The Journal editorial board also pushes back against the idea that uranium mining in the area would contaminate local waters and wildlife. "A U.S. Geological Survey in 2021 found springs and wells in the region met federal drinking-water standards despite decades of uranium mining," it states.

It also warns that the designation is just one part of a larger push "to block all mining in the U.S."—even though this "means mining will occur in countries with fewer environmental protections"—and of an overly expansive reading of the president's power under the Antiquities Act of 1906, which lets presidents designate federal land for national monuments. "Environmental groups even argue that Presidents can't roll back predecessors' designation," the board writes. "This interpretation of one-way executive power is more sweeping than the Grand Canyon and is crying out for a legal challenge."


QUICK HITS

? Read Reason's Matt Welch on "why Kamala Harris won't be asked about the suicide of a newspaperman she persecuted."

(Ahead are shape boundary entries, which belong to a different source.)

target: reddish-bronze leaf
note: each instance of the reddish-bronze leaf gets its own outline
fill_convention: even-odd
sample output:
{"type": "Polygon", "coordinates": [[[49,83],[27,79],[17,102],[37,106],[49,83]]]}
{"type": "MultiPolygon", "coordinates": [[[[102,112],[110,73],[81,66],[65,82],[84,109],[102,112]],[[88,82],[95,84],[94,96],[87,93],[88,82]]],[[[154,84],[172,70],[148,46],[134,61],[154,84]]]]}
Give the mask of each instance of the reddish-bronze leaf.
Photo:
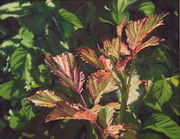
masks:
{"type": "Polygon", "coordinates": [[[80,54],[80,57],[83,61],[85,61],[88,64],[91,64],[92,66],[97,67],[98,69],[104,69],[104,65],[99,61],[99,58],[96,55],[96,52],[93,49],[90,48],[82,48],[77,50],[80,54]]]}
{"type": "Polygon", "coordinates": [[[78,94],[82,92],[85,76],[73,54],[65,52],[56,57],[47,54],[46,63],[50,71],[59,77],[62,85],[78,94]]]}
{"type": "Polygon", "coordinates": [[[94,101],[94,104],[97,104],[100,101],[104,93],[117,89],[117,86],[111,76],[104,82],[98,82],[93,74],[88,77],[86,86],[89,90],[89,96],[94,101]]]}
{"type": "Polygon", "coordinates": [[[25,98],[25,100],[29,100],[33,102],[37,106],[41,107],[55,107],[57,101],[61,101],[62,99],[54,94],[53,91],[43,90],[37,91],[31,97],[25,98]]]}
{"type": "Polygon", "coordinates": [[[123,27],[126,23],[126,18],[124,18],[121,23],[119,25],[117,25],[117,29],[116,29],[116,32],[117,32],[117,36],[122,36],[122,30],[123,30],[123,27]]]}
{"type": "Polygon", "coordinates": [[[125,67],[126,67],[126,64],[127,62],[131,59],[132,57],[128,56],[128,57],[125,57],[123,59],[120,59],[116,62],[115,66],[117,68],[117,71],[118,72],[123,72],[125,67]]]}
{"type": "Polygon", "coordinates": [[[95,123],[97,113],[88,111],[80,104],[69,104],[65,101],[58,101],[54,110],[46,118],[46,122],[59,119],[88,120],[95,123]]]}
{"type": "MultiPolygon", "coordinates": [[[[133,51],[137,49],[137,47],[141,47],[145,37],[156,27],[163,25],[163,18],[167,14],[160,14],[160,15],[150,15],[147,18],[138,20],[138,21],[131,21],[126,27],[126,34],[127,34],[127,42],[129,44],[129,48],[133,51]]],[[[152,40],[151,40],[152,41],[152,40]]],[[[155,44],[155,43],[153,43],[155,44]]],[[[157,45],[157,44],[156,44],[157,45]]],[[[150,46],[145,45],[144,46],[150,46]]],[[[142,46],[141,48],[145,48],[142,46]]],[[[139,49],[140,50],[140,49],[139,49]]]]}

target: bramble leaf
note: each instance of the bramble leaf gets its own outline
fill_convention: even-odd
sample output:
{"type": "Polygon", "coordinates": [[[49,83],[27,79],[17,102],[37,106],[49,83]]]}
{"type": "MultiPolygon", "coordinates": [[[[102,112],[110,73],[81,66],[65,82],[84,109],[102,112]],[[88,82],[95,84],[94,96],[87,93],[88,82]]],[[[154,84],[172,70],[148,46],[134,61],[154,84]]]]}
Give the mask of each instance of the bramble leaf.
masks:
{"type": "Polygon", "coordinates": [[[33,102],[37,106],[41,107],[55,107],[57,101],[62,99],[54,94],[53,91],[43,90],[37,91],[31,97],[25,98],[25,100],[33,102]]]}
{"type": "Polygon", "coordinates": [[[175,139],[180,136],[180,127],[170,117],[155,113],[144,122],[143,129],[152,129],[165,134],[168,138],[175,139]]]}
{"type": "Polygon", "coordinates": [[[126,34],[127,34],[127,42],[129,44],[129,48],[131,50],[139,48],[138,51],[142,50],[143,48],[150,46],[157,45],[158,42],[161,42],[163,39],[157,39],[156,37],[152,37],[151,39],[147,40],[143,43],[145,37],[156,27],[163,25],[163,18],[167,14],[160,14],[160,15],[150,15],[147,18],[138,20],[138,21],[131,21],[126,27],[126,34]]]}
{"type": "Polygon", "coordinates": [[[125,57],[123,59],[120,59],[116,62],[115,66],[117,68],[118,72],[123,72],[123,70],[125,69],[127,62],[131,59],[131,57],[125,57]]]}
{"type": "Polygon", "coordinates": [[[94,101],[94,104],[98,103],[104,93],[111,92],[117,89],[115,82],[112,80],[112,77],[108,77],[104,82],[97,81],[94,74],[88,77],[87,89],[89,90],[89,95],[94,101]]]}
{"type": "Polygon", "coordinates": [[[169,82],[167,81],[167,79],[162,79],[155,82],[152,88],[152,95],[161,106],[165,102],[170,100],[172,93],[173,93],[173,90],[169,82]]]}
{"type": "Polygon", "coordinates": [[[85,61],[86,63],[91,64],[92,66],[95,66],[98,69],[105,70],[105,67],[99,61],[96,55],[96,52],[93,49],[90,49],[90,48],[78,49],[78,53],[80,54],[81,59],[85,61]]]}
{"type": "Polygon", "coordinates": [[[112,124],[114,113],[114,108],[109,105],[106,105],[104,109],[99,111],[98,122],[100,122],[103,128],[107,128],[112,124]]]}
{"type": "Polygon", "coordinates": [[[65,52],[56,57],[47,54],[45,59],[50,71],[59,77],[62,85],[75,93],[80,94],[82,92],[85,76],[80,71],[73,54],[65,52]]]}
{"type": "Polygon", "coordinates": [[[95,123],[97,113],[91,113],[80,104],[69,104],[65,101],[58,101],[56,107],[46,118],[46,122],[58,119],[88,120],[95,123]]]}

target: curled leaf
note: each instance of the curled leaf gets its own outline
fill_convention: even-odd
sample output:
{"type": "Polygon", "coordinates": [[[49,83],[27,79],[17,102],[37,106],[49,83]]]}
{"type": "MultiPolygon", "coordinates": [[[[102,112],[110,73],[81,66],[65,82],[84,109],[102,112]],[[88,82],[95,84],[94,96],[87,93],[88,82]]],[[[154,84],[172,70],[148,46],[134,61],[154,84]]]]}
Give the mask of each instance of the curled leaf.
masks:
{"type": "Polygon", "coordinates": [[[108,77],[104,82],[98,82],[96,77],[92,74],[88,77],[87,89],[89,90],[89,96],[97,104],[104,93],[111,92],[117,89],[112,77],[108,77]]]}
{"type": "Polygon", "coordinates": [[[62,99],[54,94],[53,91],[43,90],[37,91],[31,97],[25,98],[25,100],[29,100],[33,102],[37,106],[41,107],[55,107],[57,101],[61,101],[62,99]]]}
{"type": "Polygon", "coordinates": [[[73,54],[65,52],[56,57],[47,54],[46,63],[50,71],[59,77],[62,85],[75,93],[80,94],[82,92],[85,76],[84,73],[80,71],[77,60],[73,54]]]}
{"type": "Polygon", "coordinates": [[[58,119],[88,120],[95,123],[97,113],[91,113],[80,104],[69,104],[65,101],[58,101],[54,110],[46,118],[46,122],[58,119]]]}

? The House Judiciary Committee is seeking more information about FBI efforts to investigate "violent extremists in radical-traditionalist Catholic ideology." While the FBI "cast it as the work of a single rogue field office…it looks like the effort was more widespread than our G-men admitted to the public," notes The Wall Street Journal.

? "The U.S. State Department encouraged the Pakistani government in a March 7, 2022, meeting to remove Imran Khan as prime minister over his neutrality on the Russian invasion of Ukraine," reports The Intercept, which obtained a classified Pakistani government document about the meeting. "The cable, known internally as a 'cypher,' reveals both the carrots and the sticks that the State Department deployed in its push against Khan, promising warmer relations if Khan was removed, and isolation if he was not."

? "NIMBYs have throttled the supply of homes across the country. In Montana, the state government was not just paying attention but primed to do something about it," notes Annie Lowrey at The Atlantic. That included transforming its land-use policies and allowing dense development—policies it ushered in "on a bipartisan basis and at warp speed." And the result may have been enough "to fix its housing crisis," writes Lowrey.

? How Biden is escalating the trade war with China.

? Nick Gillespie talks to Tara Isabella Burton, author of Self-Made: Creating Our Identities From Da Vinci to the Kardashians.